On top of that, consumer and business confidence have been hit by worries about Britain’s possible departure from the European Union without a negotiated trade deal, and by the U.S.-China trade disputes.
One key headwind – slowing auto sales in China – was the big issue for Jaguar Land Rover. The company says it will cut 4,500 jobs as it deals with the China downturn and growing uncertainty about the terms of Brexit. The luxury carmaker, owned by India’s Tata, says the cuts will be in addition to the 1,500 people who left the business in 2018. The company employs about 44,000 people in the U.K.
Christian Stadler, professor of strategic management at Warwick Business School, says Jaguar was facing a “perfect storm of challenges,” with the drop in Chinese sales being the most immediate problem.
“That is JLR’s biggest market, but car buyers there are reluctant to make expensive purchases as the economy is growing at its slowest rate for a decade and the country is locked in a trade war with the U.S.,” Stadler says.
The cuts will not just be bad news for the Jaguar staff, Stadler says.
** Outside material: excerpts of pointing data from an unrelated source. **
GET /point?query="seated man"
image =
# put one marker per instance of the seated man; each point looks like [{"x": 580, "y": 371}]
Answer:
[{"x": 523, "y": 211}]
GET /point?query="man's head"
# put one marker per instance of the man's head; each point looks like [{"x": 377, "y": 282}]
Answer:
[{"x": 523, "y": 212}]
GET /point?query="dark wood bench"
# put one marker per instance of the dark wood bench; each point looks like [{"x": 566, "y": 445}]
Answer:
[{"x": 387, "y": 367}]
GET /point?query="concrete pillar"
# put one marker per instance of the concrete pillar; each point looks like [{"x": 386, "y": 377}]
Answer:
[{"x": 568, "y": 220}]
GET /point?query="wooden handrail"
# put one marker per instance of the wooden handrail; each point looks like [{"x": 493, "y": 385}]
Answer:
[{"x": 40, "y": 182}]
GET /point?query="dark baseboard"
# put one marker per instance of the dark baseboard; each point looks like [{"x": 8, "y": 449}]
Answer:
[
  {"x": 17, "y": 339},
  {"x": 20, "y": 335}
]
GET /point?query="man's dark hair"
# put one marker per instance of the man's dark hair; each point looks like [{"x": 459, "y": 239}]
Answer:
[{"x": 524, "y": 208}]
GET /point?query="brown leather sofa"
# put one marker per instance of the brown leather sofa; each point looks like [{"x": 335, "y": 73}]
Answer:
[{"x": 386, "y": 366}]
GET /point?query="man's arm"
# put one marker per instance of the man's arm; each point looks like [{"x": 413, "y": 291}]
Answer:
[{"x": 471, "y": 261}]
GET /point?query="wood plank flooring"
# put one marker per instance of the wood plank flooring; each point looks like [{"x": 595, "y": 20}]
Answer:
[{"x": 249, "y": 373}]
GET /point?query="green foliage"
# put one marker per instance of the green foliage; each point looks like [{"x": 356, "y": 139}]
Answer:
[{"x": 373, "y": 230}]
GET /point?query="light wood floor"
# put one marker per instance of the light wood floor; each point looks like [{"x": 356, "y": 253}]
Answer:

Thousands more workers in the U.K. are part of Jaguar supply chain – jobs that will now also be at risk.
“Brexit is another factor, with businesses increasingly concerned about the prospect of a ‘no deal’ Brexit, which would mean
tighter border controls,” he says. “That would cause massive disruption as the U.K. car manufacturing industry is so closely integrated with Europe.”
The Europe announcements follow General Motors’ disclosure in November that it would lay off 14,000 factory and white-collar workers in North America and put five plants up for possible closure as it restructures to cut costs and focus more on autonomous and electric technology. Volkswagen has said it will see an unspecified number of job reductions as it changes three plants in Germany to production of electric vehicles, but assures there will be no involuntary departures before 2028.